Sharing/ Disclosing about your 'stuff'

There may be something that you may have heard about the person you are dating and they may not (yet) have brought it up. If you have a question you should bring it up.

For starters, the information may be important to know.  There may be things that you are not comfortable with (and that’s OK). 

Also important is the way you can talk about uncomfortable and vulnerable topics. In married life, there will be many uncomfortable topics that you will have to discuss. This is an opportunity to experience how you two can have such conversations.  Do not defer this conversation to a shadchan or research to find out the information; you will be missing an important opportunity.

 

How to ask

Mindset

  • You want to build your marriage on solid trust and open communication, even if it is uncomfortable.
  • You want to know who the other person is – warts and all.
  • You will survive if the other person is not who you wish they are.

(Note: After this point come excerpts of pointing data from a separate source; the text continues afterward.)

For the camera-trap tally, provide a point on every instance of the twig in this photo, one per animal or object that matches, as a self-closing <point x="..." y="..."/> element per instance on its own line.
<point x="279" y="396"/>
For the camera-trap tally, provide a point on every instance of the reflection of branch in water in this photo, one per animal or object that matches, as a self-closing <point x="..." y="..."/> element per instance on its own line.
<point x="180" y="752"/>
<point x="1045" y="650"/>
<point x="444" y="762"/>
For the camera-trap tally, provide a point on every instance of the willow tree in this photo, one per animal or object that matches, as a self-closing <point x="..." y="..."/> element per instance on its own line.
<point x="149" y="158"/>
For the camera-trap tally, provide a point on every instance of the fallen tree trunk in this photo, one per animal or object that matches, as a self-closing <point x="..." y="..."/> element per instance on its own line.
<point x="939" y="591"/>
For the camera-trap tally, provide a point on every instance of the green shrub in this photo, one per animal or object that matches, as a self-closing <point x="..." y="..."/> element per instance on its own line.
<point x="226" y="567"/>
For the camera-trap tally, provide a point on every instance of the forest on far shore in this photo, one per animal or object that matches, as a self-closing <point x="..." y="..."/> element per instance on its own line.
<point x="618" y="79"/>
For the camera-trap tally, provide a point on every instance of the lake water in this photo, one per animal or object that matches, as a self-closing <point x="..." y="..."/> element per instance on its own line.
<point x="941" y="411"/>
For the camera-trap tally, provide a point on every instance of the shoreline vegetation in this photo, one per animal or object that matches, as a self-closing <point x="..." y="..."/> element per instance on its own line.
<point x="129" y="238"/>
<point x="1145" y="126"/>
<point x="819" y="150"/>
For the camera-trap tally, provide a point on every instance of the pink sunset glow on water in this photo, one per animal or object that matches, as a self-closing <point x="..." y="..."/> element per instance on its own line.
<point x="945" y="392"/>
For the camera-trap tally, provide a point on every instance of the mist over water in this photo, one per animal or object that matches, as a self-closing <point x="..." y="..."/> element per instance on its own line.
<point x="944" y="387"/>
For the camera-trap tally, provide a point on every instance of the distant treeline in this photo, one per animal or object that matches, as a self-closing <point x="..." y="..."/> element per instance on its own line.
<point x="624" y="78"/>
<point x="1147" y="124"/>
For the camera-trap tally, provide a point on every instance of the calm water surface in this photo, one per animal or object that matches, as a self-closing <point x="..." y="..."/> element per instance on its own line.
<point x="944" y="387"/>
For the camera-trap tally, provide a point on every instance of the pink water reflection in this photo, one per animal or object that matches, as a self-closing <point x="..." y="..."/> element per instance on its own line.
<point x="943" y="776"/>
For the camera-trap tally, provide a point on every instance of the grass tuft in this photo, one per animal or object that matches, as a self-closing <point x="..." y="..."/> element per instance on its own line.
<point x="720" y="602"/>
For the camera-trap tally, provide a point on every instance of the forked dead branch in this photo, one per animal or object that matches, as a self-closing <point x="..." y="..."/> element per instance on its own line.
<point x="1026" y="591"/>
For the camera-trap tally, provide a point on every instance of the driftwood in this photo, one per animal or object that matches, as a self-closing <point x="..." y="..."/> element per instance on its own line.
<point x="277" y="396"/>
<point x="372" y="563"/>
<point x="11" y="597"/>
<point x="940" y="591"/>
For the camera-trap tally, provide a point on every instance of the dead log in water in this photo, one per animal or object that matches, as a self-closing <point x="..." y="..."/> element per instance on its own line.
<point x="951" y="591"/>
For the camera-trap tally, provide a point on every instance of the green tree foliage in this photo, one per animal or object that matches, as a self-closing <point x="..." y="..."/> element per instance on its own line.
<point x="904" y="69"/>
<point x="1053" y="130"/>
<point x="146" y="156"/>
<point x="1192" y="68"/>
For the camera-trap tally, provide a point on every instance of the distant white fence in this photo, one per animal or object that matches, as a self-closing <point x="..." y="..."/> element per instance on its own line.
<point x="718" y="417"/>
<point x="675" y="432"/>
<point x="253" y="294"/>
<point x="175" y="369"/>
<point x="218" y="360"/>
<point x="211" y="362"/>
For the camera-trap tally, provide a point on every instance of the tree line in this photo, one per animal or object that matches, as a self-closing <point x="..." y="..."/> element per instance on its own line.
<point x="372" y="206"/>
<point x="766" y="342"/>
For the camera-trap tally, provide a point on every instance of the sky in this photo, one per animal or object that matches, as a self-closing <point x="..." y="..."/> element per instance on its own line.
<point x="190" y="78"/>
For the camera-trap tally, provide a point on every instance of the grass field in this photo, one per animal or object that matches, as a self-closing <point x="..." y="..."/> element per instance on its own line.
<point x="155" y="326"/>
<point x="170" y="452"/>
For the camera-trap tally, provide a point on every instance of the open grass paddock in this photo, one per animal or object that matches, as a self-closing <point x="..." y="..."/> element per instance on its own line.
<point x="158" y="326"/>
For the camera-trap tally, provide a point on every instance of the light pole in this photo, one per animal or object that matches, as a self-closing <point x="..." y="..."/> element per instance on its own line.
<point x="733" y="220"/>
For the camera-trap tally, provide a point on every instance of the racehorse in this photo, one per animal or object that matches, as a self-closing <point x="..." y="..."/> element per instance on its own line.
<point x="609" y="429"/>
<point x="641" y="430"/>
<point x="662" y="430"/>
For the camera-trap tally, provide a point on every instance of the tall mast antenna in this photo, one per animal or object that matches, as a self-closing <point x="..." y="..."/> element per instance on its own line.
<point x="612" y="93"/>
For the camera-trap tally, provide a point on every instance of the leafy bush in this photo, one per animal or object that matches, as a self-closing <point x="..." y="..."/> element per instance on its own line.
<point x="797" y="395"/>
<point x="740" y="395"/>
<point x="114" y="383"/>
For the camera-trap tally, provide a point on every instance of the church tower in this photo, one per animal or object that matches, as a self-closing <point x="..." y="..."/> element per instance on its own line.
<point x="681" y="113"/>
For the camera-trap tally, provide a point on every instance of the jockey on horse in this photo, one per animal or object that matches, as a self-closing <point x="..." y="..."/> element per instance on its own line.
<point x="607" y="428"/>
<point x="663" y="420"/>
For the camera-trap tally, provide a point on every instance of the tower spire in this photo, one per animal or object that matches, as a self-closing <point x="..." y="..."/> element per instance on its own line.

Anticipate that they will be uncomfortable

  •  This part of their life might be uncomfortable for them to talk about. They may also feel that it is private and that they should control how and when to share.
  • Allow them to share in bits rather than all at once.
  • They know what is important for you to know. Don’t pry. That said, if there is something that you need to know a specific detail, explain why it is important to you.
  • As best as possible, create an environment of trust.

Wording you might use

 

Entry point. Ask permission. That prepares them for an uncomfortable conversation that may follow.

  • “There’s something on my mind. Can I bring it up now?”

Introduction. Provide emotional safety. Allow the other person the space to say that they are not yet ready to talk about it.  Allow them to control the flow of the information.

  • “I heard some things about your family. I want to understand it better. Can we talk about that now?”

  • “I know you had some challenges in your later teenage years. I want to understand that more. Can we talk about that now/ next time?”

  • “How would you like to have this conversation?”

Ask. 

Ask your question in nonjudgmental words. You might describe what you already know and ask them to tell you about the accuracy and their side of the story.

Extroduction. At the end of their sharing, thank them and assure them that you would never share anything. Not even with your parents or friends as you try to work it out. (In this case, you really should speak to someone who will keep confidentiality.)

  • “I know that was hard. Thank you for sharing. I have a better understanding of it all.”